Methionine-Containing Peptides: Avoiding Secondary Reactions in the Final Global Deprotection

[Image: see text] The solid-phase synthesis of Met-containing peptides using a fluorenylmethoxycarbonyl (Fmoc)/tert-butyl (tBu) protection scheme is inevitably accompanied by two stubborn side reactions, namely, oxidation and S-alkylation (tert-butylation), which result in the formation of Met(O) and sulfonium salt impurities of the target peptide, respectively. These two reactions are acid-catalyzed, and they occur during the final trifluoroacetic (TFA)-based acidolytic cleavage step. Herein, we developed two new cleavage solutions that eradicate the oxidation and reduce S-alkylation.

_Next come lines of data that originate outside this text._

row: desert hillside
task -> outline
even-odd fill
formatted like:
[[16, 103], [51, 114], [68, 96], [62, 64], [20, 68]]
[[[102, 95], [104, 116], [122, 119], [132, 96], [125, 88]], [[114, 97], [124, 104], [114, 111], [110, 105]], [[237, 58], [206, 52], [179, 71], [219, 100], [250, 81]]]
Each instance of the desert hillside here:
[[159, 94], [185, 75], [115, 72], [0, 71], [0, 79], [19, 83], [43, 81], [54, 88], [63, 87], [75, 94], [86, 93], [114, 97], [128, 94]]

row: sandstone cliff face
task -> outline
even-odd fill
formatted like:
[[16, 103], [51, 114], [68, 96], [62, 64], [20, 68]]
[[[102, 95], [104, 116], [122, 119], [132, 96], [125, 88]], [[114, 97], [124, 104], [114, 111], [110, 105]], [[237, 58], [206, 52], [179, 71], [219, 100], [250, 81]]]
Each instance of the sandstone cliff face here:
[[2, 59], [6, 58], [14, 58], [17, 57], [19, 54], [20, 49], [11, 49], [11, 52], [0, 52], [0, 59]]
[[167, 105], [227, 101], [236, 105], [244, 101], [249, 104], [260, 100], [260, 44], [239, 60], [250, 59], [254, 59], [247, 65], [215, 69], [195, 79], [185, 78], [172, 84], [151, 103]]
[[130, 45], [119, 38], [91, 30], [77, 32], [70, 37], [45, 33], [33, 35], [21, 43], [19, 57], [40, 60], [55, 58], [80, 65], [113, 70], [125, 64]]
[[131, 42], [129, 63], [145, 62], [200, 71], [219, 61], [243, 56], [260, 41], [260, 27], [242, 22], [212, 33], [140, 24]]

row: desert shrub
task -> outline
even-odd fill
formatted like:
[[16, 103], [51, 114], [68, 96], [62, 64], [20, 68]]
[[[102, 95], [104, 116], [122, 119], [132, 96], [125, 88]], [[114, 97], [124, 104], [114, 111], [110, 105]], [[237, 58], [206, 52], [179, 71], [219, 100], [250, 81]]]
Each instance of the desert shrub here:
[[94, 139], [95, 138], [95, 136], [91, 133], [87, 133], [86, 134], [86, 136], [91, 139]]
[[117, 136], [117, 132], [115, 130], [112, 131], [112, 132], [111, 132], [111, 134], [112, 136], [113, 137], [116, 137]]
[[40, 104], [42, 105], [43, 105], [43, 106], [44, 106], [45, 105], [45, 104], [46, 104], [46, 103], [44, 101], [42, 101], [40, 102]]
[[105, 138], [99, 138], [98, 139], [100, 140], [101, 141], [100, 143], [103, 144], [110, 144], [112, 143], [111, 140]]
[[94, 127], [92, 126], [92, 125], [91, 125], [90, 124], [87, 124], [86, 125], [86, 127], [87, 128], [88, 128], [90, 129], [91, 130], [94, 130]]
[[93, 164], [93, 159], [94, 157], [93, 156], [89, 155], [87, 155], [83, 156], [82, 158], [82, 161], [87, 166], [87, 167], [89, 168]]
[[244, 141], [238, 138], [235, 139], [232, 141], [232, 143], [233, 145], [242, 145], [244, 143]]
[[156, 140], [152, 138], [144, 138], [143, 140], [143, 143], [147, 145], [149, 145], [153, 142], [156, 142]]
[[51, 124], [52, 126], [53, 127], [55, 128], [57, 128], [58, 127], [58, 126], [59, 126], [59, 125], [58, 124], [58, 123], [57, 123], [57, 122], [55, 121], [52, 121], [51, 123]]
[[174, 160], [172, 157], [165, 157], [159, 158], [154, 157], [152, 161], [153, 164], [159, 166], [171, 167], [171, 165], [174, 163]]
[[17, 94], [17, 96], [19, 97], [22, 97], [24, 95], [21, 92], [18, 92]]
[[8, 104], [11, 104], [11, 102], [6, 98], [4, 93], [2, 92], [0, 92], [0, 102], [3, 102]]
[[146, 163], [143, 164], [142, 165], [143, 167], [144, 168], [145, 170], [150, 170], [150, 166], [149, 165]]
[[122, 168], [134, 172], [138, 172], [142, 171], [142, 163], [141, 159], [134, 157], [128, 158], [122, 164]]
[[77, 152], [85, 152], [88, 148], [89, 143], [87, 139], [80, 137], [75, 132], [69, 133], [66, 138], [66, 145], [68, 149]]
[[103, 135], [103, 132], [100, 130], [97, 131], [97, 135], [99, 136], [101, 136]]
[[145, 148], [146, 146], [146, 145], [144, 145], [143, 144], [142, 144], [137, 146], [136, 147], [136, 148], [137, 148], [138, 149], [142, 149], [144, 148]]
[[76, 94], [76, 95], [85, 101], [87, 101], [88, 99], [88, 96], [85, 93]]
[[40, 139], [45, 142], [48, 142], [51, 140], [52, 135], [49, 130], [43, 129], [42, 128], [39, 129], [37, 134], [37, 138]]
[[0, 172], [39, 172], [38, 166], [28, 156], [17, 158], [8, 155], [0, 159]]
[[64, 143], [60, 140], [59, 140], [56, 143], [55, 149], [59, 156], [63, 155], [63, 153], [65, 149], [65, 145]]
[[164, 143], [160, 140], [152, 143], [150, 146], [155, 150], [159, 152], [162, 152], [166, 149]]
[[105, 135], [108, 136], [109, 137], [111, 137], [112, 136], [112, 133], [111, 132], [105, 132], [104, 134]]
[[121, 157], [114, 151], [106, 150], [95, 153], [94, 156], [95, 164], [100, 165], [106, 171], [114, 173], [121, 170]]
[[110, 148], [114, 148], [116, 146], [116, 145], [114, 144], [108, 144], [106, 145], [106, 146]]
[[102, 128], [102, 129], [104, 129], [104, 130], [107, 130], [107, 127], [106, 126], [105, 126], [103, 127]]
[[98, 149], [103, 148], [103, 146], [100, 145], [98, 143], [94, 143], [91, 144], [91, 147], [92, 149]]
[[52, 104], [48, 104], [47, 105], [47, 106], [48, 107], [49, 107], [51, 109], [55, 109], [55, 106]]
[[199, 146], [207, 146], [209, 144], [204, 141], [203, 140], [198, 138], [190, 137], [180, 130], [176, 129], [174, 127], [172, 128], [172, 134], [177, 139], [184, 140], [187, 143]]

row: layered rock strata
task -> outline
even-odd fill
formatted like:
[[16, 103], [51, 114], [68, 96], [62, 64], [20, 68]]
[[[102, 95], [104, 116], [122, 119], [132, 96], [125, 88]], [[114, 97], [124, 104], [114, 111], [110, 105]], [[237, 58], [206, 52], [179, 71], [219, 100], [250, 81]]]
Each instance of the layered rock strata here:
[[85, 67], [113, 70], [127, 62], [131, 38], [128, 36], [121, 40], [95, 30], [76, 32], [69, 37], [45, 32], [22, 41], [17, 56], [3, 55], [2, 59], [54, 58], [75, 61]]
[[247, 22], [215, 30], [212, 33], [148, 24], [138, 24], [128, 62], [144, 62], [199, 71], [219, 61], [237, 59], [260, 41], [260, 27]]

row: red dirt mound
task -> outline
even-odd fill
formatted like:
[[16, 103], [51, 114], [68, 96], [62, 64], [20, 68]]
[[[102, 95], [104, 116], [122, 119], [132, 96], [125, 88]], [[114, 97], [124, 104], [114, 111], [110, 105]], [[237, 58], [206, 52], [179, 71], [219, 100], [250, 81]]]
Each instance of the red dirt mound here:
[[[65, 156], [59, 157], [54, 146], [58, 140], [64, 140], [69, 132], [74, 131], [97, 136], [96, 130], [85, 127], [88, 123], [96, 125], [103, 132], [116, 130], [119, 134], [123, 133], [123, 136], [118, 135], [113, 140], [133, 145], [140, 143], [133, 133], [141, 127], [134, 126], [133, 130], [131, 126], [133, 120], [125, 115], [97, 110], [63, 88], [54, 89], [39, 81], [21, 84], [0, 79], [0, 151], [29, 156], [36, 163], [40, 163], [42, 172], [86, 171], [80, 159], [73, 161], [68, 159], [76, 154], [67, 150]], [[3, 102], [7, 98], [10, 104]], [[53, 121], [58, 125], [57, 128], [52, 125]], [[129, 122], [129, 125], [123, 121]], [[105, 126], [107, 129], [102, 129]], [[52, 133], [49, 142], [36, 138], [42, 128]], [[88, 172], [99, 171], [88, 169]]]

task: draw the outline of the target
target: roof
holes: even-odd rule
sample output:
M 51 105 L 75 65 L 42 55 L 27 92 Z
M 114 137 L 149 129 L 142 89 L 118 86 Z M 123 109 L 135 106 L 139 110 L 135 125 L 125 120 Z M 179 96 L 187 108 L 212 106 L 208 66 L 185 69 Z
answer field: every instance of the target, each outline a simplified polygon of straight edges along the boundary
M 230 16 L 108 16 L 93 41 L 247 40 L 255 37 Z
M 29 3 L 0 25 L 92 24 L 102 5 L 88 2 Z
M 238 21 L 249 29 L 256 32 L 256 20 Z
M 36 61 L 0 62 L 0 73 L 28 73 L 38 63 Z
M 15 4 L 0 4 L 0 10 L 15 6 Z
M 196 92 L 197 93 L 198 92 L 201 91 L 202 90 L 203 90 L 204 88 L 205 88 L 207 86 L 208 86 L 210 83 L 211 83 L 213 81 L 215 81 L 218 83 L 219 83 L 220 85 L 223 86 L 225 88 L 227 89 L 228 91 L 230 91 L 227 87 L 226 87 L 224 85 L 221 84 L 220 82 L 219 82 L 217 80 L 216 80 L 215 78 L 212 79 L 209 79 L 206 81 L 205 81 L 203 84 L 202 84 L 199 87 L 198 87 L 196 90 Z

TFA-anisole-trimethylsilyl chloride (TMSCl)-Me(2)S-triisopropylsilane (TIS) containing 1 mg of triphenyl phosphine per mL of solution was the optimal mixture for Cys-containing peptides, while for the remaining peptides, TIS was not required. Both cleavage solutions proved to be excellent when sensitive amino acids such as Cys and Trp were involved. TMSCl did not affect either of these sensitive amino acids. Reversing the sulfonium salt to free Met-containing peptide was achieved by heating the peptide at 40 °C for 24 h using 5% acetic acid.